その唇に魔法をかけて、
 美貴がいなくなった総支配人室には、ひとり花城が残っていた。

「深川美貴……か」

 部屋から見える張り巡らされた黒い血管のような桜の木を窓越しに見下ろして、花城はぼんやりと浮かんできた回想に耽りかけたその時だった。タイミングを見計らったかのように胸ポケットの中のスマホが鳴った。

「はい」

『ご無沙汰しております。グランドシャルムの水野です』

 おそらくこの男から朝、電話がかかってくるだろうと予測はしていた。花城は水野の平坦な声音に顔を曇らせながら言った。

「どうも、そちらもお変わりないようでなによりです」

『お嬢様のご様子はいかがでしょうか?』

「ええ、つい今しがたここへ挨拶しに来ていただきましたよ」

 それを聞いた水野は電話の向こうでほっとしたような息をつく。

『そうですか、安心しました。深川にもそのようにお伝えしておきます。これからも定期的にご連絡さしあ
げても?』

「構いませんよ」

『ありがとうございます。
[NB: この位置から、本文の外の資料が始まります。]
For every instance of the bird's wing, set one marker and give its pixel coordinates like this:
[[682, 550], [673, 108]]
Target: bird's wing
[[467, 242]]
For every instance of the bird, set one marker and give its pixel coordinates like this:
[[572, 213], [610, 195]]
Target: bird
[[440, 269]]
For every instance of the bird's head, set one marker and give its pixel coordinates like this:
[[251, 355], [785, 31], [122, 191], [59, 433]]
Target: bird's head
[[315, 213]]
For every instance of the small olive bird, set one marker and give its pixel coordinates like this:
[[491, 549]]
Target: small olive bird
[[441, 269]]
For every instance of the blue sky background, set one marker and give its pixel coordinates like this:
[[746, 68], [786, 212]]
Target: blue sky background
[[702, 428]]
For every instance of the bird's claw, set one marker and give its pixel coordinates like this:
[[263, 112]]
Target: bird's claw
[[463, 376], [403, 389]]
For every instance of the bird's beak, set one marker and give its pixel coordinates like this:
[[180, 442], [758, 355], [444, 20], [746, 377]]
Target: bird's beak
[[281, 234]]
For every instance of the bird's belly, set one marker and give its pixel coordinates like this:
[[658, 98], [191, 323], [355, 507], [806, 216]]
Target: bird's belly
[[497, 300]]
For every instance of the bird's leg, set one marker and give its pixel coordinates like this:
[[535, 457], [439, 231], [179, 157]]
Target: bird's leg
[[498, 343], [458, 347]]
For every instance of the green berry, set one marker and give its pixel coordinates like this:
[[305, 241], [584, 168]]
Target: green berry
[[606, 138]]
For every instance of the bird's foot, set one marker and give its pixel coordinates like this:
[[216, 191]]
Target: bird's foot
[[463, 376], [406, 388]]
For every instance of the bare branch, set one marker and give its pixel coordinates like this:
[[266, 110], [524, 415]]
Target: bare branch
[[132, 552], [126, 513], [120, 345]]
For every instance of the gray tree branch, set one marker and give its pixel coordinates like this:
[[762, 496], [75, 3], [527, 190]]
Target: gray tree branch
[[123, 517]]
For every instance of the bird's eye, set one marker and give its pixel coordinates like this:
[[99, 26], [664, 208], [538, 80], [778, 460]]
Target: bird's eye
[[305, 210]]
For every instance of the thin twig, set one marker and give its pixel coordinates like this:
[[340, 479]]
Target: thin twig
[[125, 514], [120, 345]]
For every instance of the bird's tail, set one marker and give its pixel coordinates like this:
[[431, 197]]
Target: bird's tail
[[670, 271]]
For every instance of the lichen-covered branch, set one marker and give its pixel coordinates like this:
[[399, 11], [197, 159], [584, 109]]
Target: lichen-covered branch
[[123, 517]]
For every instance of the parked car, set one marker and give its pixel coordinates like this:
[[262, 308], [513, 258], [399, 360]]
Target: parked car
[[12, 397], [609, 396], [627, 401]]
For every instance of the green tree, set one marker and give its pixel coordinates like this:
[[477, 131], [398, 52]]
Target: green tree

それでは』

 手短に電話を切ると、それと入れ替わりに藤堂が部屋へ入ってきた。

「総支配人、朝礼が始まります」

「あぁ、わかってる」

 花城が再びポケットにスマホをしまうと、それを見た藤堂が尋ねた。

「今のお電話は……?」

 電話を切った時の花城の表情が気になって藤堂は訪ねた。すると、花城は鼻で笑うとなんでもないというように首を振った。

「いけ好かない銀縁眼鏡男からだった」

 名前は出さなかったものの、藤堂は花城が誰のことを指していったのか察すると、小さくため息をついた。

「まったく、子供みたいなこと言わないでください。どこで誰が聞いてるかわからないんですからね」

「はいはい。おっと朝礼が始まるな」

 藤堂の説教は一旦始まると長い。花城は朝礼に向かうことをいい口実に、藤堂からうまく逃げ失せた。